Active Shooter Prevention
With the steady rhythm of church shootings plaguing our headlines, it is becoming more evident that the church must be proactive to avert the horrific possibility and terror of an active shooter. In fact, active shooter readiness is beginning to shape how Visioneering’s architectural team thinks about building design and renovation.
These days, it’s imperative that church leaders conduct a ruthless self-evaluation of the church’s design and plan.
Smart & Sophisticated Kids Environments
Think about it. A child’s attention span changes faster than a NASCAR tire in the pit. Investing hundreds of thousands of dollars to convert your kids’ wing into DisneyWorld may give you a buzz for about a year. But it won’t be long until volunteers start to dread wearing those Ranger costumes every Sunday morning. Since church budgets are tight, you’ll be stuck with an expensive, worn-out design until the next capital campaign rolls around.
These days, it’s critical to choose an environmental look with a long shelf life and a high level of flexibility.

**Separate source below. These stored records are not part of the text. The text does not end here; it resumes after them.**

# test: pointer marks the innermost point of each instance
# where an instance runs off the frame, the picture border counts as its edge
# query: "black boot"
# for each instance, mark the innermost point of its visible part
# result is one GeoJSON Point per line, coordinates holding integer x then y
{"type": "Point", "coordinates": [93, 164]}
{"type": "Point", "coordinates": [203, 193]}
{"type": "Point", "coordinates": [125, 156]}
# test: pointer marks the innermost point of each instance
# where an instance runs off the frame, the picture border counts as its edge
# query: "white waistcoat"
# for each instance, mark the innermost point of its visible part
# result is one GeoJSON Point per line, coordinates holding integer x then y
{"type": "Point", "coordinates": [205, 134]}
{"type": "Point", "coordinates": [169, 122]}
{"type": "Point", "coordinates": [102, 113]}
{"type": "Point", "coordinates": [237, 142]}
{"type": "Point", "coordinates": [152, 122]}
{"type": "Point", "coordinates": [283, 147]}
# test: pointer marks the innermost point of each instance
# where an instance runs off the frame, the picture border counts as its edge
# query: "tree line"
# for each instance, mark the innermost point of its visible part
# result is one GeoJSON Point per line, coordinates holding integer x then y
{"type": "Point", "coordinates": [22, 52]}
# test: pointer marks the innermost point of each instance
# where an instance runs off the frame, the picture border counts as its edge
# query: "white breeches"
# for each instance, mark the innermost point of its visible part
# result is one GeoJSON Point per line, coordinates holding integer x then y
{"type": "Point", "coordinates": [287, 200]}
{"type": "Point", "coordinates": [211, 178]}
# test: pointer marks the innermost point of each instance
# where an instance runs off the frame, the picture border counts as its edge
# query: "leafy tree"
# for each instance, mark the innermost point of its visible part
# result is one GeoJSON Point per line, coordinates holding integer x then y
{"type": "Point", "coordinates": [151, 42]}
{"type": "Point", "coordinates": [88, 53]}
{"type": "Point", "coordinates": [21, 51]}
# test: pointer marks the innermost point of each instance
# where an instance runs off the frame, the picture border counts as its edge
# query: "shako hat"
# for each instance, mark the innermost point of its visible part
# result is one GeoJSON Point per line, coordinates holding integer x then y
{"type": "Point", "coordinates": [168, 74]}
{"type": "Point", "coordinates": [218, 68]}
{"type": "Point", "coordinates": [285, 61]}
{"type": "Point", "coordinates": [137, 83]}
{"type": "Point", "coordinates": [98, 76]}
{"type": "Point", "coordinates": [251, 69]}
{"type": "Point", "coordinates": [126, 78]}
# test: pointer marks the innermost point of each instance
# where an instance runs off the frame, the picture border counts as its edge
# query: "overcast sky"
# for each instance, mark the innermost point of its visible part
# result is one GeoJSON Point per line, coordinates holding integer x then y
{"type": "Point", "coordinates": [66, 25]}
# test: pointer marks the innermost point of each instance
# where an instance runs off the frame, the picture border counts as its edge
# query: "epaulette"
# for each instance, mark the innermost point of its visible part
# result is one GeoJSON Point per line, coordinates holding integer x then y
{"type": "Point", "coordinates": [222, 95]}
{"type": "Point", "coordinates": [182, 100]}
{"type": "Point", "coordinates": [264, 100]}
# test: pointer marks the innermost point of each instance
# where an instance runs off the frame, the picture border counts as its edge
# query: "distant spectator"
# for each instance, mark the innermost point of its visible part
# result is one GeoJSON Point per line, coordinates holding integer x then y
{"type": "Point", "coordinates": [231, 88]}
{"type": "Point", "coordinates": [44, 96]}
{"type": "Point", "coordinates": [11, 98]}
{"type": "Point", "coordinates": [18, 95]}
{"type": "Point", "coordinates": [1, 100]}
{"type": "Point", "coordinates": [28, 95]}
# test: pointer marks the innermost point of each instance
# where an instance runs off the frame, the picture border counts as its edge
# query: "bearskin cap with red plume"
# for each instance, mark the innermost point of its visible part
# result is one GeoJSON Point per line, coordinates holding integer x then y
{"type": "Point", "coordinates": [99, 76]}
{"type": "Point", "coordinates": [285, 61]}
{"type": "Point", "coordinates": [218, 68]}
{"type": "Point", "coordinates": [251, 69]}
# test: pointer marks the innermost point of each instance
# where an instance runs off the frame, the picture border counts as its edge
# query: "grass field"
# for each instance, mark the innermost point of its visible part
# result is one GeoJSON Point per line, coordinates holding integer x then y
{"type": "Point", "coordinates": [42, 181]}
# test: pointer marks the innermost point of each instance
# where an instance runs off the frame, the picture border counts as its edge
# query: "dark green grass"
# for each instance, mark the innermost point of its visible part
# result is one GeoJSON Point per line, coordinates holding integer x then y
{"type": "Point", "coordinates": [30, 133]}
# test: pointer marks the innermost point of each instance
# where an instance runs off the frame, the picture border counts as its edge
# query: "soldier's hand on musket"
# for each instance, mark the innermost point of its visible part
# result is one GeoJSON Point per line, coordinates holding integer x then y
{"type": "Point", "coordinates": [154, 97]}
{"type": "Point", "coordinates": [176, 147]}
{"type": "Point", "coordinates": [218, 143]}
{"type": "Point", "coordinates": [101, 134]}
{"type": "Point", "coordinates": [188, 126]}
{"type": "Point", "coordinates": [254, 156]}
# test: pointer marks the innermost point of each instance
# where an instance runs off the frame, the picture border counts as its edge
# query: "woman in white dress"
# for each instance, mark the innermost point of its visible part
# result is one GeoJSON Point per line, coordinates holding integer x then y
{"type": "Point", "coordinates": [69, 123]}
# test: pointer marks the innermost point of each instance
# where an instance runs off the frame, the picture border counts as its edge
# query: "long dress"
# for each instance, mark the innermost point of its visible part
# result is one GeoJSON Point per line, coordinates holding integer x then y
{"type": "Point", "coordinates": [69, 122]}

In the coming years, you’ll notice church children’s spaces beginning to look more like an interactive kids’ museums or children’s hospitals. They’ll start to have a sophisticated clean, flexible, look as opposed to the higher dimensional static theming of the 90s. In fact, you’ll even notice the increased use of simple, readable fonts instead of playful typefaces like comic sans (which, for the record, should never ever be used…ever…under any circumstances).
Yes, you read that right. Wallpaper is making a comeback. I’m sure you imagine that hideous wallpaper in grandma’s house next to that dated 1970’s paneling. Or perhaps you still have PTSD from late-night wallpaper extraction sessions when you vowed never to use wallpaper again.
Get that horrible thought out of your mind. With the development of large graphic printers, custom vinyl wall graphics are becoming a norm in the church world. Sometimes these graphics can even be rotated out regularly to keep the space fresh. In the coming year, you’ll also begin to see textured wallpaper and 3D wall surfaces.